Dalgındım.
En son Taehyung ile konuşmamızın üzerinden iki gün geçmişti ve bu iki gün boyunca sadece onun söylediklerini düşünüyordum. Bana Jungkook'un buzdan duvarlarını erittiğimi söylemişti ancak ben böyle bir şeyi hiç fark etmemiştim. O ilk tanıştığımda olduğu gibi soğuk ve kibirliydi her zaman. Ta ki şu son üç güne kadar.
Üç gündür hiç görmediğim bir Jungkook görüyordum. Hâlâ ilk günkü kadar dağılmış görünüyordu. Saçı dağınıktı, gözleri kızarıktı ve durgundu her şeyden önce.

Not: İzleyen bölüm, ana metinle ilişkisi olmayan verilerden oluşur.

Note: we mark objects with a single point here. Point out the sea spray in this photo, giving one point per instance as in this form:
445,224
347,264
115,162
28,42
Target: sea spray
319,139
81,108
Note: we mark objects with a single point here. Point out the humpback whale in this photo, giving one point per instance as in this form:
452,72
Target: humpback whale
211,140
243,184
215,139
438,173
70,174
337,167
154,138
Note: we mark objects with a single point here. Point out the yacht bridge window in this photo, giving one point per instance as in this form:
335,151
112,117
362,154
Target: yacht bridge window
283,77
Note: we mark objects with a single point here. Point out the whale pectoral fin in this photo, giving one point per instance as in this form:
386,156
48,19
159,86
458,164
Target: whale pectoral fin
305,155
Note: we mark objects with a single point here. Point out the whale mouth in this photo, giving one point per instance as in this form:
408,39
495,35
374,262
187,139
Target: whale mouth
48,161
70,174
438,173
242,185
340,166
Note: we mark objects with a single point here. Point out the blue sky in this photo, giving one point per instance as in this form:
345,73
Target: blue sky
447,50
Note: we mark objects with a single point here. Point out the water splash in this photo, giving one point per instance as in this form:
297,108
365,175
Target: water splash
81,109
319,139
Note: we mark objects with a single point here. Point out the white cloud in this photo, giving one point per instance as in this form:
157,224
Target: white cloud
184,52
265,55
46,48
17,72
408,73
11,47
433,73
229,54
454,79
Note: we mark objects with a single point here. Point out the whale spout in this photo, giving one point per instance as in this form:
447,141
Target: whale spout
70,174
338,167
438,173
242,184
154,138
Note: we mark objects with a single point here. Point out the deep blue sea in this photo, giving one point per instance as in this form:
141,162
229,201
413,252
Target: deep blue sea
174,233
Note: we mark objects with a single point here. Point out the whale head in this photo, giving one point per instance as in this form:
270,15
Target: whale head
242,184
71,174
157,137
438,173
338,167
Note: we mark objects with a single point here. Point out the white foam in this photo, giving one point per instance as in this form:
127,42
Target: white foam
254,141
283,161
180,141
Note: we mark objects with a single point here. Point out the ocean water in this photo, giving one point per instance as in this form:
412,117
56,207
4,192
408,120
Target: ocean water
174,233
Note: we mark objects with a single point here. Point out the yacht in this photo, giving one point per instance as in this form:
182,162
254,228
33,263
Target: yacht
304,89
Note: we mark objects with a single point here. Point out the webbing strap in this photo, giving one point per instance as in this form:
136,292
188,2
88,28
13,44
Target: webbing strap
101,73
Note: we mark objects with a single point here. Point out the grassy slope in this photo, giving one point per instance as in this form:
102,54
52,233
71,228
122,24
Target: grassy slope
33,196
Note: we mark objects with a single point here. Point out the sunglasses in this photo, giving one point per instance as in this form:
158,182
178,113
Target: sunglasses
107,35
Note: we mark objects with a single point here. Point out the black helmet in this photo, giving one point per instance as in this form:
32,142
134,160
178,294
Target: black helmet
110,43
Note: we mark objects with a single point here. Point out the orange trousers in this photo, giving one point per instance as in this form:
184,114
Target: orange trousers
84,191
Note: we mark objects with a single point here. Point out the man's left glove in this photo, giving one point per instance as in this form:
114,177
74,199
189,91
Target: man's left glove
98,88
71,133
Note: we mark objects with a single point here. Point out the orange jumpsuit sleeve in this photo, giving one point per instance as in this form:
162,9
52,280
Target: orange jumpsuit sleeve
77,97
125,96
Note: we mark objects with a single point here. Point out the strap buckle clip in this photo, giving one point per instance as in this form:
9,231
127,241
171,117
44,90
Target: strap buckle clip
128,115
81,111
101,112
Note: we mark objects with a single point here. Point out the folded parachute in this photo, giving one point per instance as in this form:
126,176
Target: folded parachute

Onunla konuşmamak ya da ona bakmamak konusunda ısrarcıydım. Eski cesur tavırlı Jungkook olmasa da arada bir yanıma gelmeye çalışıyor yüzüme baktığı an bundan vazgeçiyordu. Benim ise önleyemediğim o şey hâlâ devam ediyordu; hâlâ onunla göz göze geldiğim an gözlerim doluyordu. Öfkeli olsam her şey daha kolay olabilirdi ama ben kırgındım.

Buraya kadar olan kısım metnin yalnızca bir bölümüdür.